The return to prominence of illiberal figures is both a symptom and a cause of the current age of uncertainty. How we treat the institutions that hold these figures accountable will indicate whether we see the dangers of overreach by government as a primary lesson of the twentieth century — a lesson conservative parties did embrace in the postwar period — or whether the temptations of state power to consolidate in-group ascendency re-emerge.
While another of our readings, Friedrich Hayek’s Road to Serfdom, may have taken an almost absolutist position on state power, his argument that the desire to control trade is an authoritarian instinct should be recognised and the tendency resisted. Hayek asserted that the state lacks the intimate information to understand how companies best produce their wares, which makes the desire to control how they operate misguided at best and nefarious at worst. That desire also demonstrates a disdain for the international institutions that allowed the West to flourish after the second world war.
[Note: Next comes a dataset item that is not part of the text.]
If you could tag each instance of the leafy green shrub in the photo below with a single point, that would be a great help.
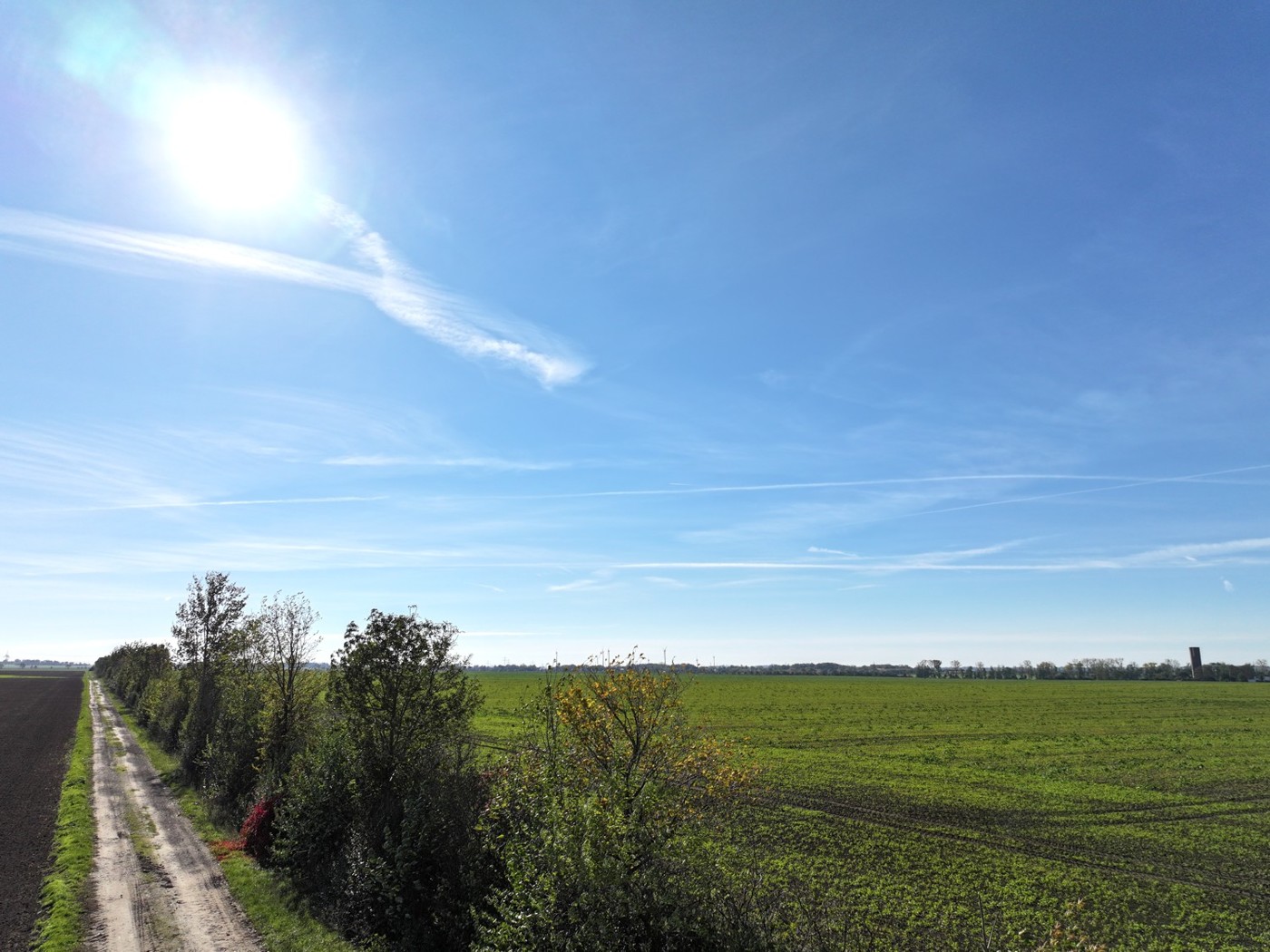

Liberalism’s trust of human interaction (with prudence), and authoritarianism’s compulsive distrust formed the overarching theme of Robert Manne’s classes. Primo Levi’s If This Is a Man provided us with a harrowing first-person account of his existence inside a Nazi concentration camp. From his prison cell, Czech dissident Václav Havel dissected the nature of totalitarian regimes and their incessant need for conformity in The Power of the Powerless. Arthur Koestler’s novel Darkness at Noon explored similar themes of submission to a state that creates its own truth. And Sven Lindqvist searched for the roots of this dehumanisation in Exterminate All the Brutes.
Self-reflection of this kind is not a form of self-loathing but a vital component of a society’s self-preservation. The success of liberal democracy derives from an appreciation of and respect for the core civic institutions vital to its maintenance. Institutions that provide high-quality public information and those that help develop the skills to critically assess information and mitigate instinctive biases are fundamental to the prevention of democratic backsliding. University classes like Manne’s help create an awareness of how and when the seeds of discordance return.
The erosion of public trust in the institutions that serve as the structural defenders of liberal democracy is also a major threat to Australia’s strategic interests. Unlike the United States, Australia doesn’t have the capacity to maintain a high level of international influence if its internal institutions are destabilised. Here, the undermining of core institutions provides opportunities for strategic competitors to insert themselves into abandoned spaces. In a shifting global order, with Australia’s relative regional power set to decline, protecting core institutions — those that have allowed the country to become highly stable and prosperous, and punch above its weight — is paramount.
That the culture of suspicion towards these essential liberal-democratic institutions is originating from conservative figures demonstrates how increasingly untethered Australian conservatives have become from a philosophical conservatism for which the defence of institutions has always been a primary goal. Theirs has become the nationalism — in Orwell’s sense — that is undermining the national interest. In order to maintain Australia’s domestic resilience it would be wise for them to carefully consider the wider implications of the political tactics they use. Maybe they should take a class?